With improvement comes more responsibilities. It starts with controlling the ball. If Lin takes a bigger role in facilitating, structuring and controlling the offense, the Rockets will be tough to beat.
Terrence Jones is another young power forward who must take a bigger role. After excelling for two seasons under John Calipari at Kentucky, Jones was selected by the Rockets with the 18th overall selection in 2012.
He spent his rookie campaign up and down from the D-League at Rio Grande Valley, finding it difficult to prove himself in the young Rockets front court.
The 6'9" 21-year-old can serve as a combo forward and come off the bench to give Chandler Parsons or the starting power forward—let’s say Robinson— a breather.

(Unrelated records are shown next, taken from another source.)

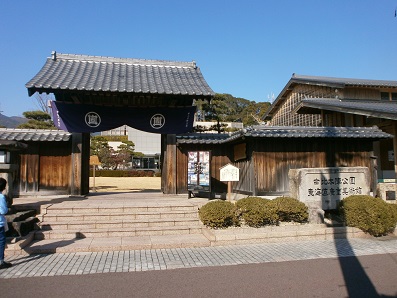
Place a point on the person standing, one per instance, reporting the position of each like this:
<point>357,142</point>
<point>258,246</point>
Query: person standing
<point>3,224</point>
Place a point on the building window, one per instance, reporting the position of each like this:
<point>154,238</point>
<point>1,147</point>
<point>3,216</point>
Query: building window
<point>384,96</point>
<point>388,95</point>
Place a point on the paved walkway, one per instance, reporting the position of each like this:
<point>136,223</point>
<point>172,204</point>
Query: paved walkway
<point>165,259</point>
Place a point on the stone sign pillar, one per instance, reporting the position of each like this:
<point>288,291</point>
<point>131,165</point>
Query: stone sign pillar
<point>324,188</point>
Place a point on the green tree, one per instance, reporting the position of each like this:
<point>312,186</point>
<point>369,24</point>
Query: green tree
<point>110,158</point>
<point>37,120</point>
<point>227,108</point>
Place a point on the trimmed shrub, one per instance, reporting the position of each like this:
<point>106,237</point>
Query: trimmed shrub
<point>372,215</point>
<point>256,212</point>
<point>393,207</point>
<point>218,214</point>
<point>290,209</point>
<point>122,173</point>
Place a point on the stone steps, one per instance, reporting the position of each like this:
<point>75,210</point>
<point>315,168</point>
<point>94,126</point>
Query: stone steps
<point>60,222</point>
<point>122,215</point>
<point>117,232</point>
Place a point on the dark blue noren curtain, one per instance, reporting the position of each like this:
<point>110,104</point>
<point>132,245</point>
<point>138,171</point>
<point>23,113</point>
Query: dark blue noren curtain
<point>92,118</point>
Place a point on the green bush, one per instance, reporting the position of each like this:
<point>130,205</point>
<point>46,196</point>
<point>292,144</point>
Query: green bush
<point>290,209</point>
<point>122,173</point>
<point>393,207</point>
<point>256,212</point>
<point>372,215</point>
<point>218,214</point>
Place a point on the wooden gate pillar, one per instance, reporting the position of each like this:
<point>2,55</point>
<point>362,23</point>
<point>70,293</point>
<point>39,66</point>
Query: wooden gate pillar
<point>168,169</point>
<point>80,164</point>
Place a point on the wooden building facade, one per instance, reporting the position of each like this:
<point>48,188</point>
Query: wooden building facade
<point>45,162</point>
<point>264,155</point>
<point>341,102</point>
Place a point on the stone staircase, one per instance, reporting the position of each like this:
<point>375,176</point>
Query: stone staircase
<point>96,222</point>
<point>103,227</point>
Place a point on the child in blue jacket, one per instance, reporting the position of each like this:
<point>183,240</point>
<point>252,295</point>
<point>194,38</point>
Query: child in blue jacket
<point>3,224</point>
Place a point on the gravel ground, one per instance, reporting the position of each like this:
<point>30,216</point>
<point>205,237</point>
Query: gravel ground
<point>111,184</point>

Appearing in 19 games this past season, Jones scored 5.5 points and added 3.4 rebounds in 14.5 minutes. While fellow rookie Robinson didn’t play at all in the playoffs, Jones saw time in two games, scoring eight points and grabbing 15 rebounds in 35 total minutes.
Jones has the talent to put the ball on the floor and make plays with his ball-handling. He has a long-range jumper (perfect for the Rockets' style) and grabs his share of rebounds.

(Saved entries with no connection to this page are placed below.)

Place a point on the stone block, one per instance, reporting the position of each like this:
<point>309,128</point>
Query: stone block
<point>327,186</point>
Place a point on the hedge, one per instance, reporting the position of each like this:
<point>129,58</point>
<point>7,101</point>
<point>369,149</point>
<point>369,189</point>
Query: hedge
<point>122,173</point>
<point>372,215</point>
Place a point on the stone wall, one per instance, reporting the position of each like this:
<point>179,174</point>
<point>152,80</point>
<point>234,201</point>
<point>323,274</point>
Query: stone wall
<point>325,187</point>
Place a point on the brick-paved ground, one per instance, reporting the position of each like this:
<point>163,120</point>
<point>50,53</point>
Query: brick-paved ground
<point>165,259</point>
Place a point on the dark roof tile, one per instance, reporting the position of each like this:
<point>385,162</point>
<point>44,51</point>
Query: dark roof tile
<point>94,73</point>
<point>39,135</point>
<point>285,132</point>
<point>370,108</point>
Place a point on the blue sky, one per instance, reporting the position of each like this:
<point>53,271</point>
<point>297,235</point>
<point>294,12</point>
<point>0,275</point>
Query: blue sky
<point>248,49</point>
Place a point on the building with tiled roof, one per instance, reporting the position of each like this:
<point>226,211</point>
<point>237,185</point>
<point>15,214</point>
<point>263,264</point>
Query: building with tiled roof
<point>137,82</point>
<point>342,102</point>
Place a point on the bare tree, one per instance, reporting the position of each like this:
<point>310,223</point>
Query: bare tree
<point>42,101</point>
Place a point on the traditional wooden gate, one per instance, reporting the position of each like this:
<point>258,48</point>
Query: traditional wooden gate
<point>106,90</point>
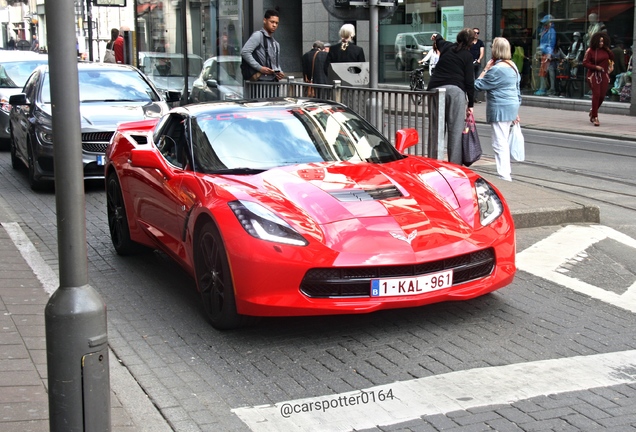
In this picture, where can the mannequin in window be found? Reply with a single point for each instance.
(575, 53)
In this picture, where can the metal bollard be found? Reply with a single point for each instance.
(77, 358)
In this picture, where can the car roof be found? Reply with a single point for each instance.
(254, 104)
(96, 66)
(224, 59)
(152, 54)
(11, 56)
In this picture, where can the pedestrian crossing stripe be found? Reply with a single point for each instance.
(544, 258)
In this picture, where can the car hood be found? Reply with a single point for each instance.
(6, 92)
(106, 116)
(347, 202)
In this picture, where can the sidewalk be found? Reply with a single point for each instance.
(23, 395)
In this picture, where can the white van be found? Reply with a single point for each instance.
(411, 48)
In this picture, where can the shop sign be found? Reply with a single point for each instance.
(228, 8)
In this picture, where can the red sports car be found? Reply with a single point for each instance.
(300, 207)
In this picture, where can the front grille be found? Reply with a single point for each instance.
(96, 142)
(94, 147)
(97, 136)
(356, 281)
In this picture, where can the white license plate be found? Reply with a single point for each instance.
(411, 285)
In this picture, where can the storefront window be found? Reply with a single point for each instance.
(210, 33)
(574, 22)
(405, 36)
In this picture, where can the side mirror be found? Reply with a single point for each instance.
(145, 158)
(19, 99)
(173, 96)
(405, 138)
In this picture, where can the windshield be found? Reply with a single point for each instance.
(269, 137)
(225, 72)
(109, 85)
(424, 39)
(170, 66)
(15, 74)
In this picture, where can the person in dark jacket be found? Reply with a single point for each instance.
(314, 64)
(455, 73)
(345, 51)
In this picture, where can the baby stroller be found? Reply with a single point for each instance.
(417, 84)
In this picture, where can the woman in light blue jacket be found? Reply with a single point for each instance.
(500, 80)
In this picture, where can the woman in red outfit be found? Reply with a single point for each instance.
(597, 60)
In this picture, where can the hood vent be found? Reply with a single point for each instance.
(367, 195)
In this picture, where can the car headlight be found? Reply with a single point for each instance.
(261, 223)
(489, 203)
(45, 137)
(232, 96)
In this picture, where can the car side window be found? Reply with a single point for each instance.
(30, 87)
(206, 72)
(173, 143)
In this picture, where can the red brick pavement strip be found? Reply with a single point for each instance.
(23, 372)
(23, 396)
(567, 121)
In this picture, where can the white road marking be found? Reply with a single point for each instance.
(50, 281)
(442, 394)
(544, 258)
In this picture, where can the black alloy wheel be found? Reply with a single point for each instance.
(33, 182)
(214, 279)
(117, 220)
(16, 163)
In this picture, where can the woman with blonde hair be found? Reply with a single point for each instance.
(500, 80)
(345, 51)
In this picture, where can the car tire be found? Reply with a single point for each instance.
(33, 182)
(16, 163)
(214, 279)
(117, 219)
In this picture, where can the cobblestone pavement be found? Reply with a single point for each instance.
(195, 376)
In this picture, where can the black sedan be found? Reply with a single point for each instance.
(109, 94)
(15, 69)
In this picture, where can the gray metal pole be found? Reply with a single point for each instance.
(75, 316)
(374, 42)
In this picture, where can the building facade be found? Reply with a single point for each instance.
(214, 28)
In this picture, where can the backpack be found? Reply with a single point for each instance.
(248, 72)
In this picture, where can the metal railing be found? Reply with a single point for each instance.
(388, 110)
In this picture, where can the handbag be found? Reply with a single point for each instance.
(311, 91)
(109, 56)
(471, 147)
(517, 143)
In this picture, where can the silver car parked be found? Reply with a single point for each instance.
(15, 69)
(109, 94)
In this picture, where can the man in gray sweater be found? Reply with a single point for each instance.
(262, 51)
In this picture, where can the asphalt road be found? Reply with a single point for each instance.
(529, 337)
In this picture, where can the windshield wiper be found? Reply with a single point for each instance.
(239, 170)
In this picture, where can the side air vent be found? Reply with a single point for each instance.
(367, 194)
(141, 139)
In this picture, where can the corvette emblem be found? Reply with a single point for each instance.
(408, 239)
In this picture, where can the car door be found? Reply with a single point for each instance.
(157, 197)
(20, 115)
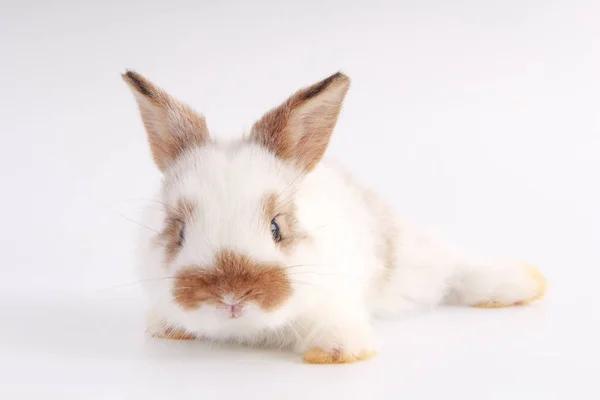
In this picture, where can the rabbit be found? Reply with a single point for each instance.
(263, 241)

Though it came in the last five minutes of a blowout, you can see the energy that Jones brings and the type of player he is on the offensive end in this highlight:
He received his chance with the Rockets after completely dominating the D-League. He scored 19 points per game on 47.9 percent shooting and added nine rebounds, 2.5 assists, 1.5 steals and 1.3 blocks in his 24 games at Rio Grande Valley.
Jones had a strong April in a Rockets uniform, where he played over 23 minutes per contest. He scored 8.8 points for the month, blocked nearly two shots per game and grabbed almost six rebounds in his eight games played.
If he is able to do that consistently next year, his role will undoubtedly increase.
Jones has the court vision to play great help defense. In this next clip, you get a glimpse of his ability to leave his man and help on defense at the 2:10 mark.
It was beneficial for Jones to spend the majority of the season in the D-League where he was able to see almost 31 minutes a game while working on his craft. When he returned in April, McHale went with the “hot hand” and gave Jones extended minutes.
A full offseason with the team will help to further develop Jones as an effective NBA player and as the 2013-14 season rolls around, he will be able to contribute in a bigger capacity for the Rockets.
The future looks bright, and if these three players can take on a bigger role next season, we'll see the Rockets play deep into the playoffs.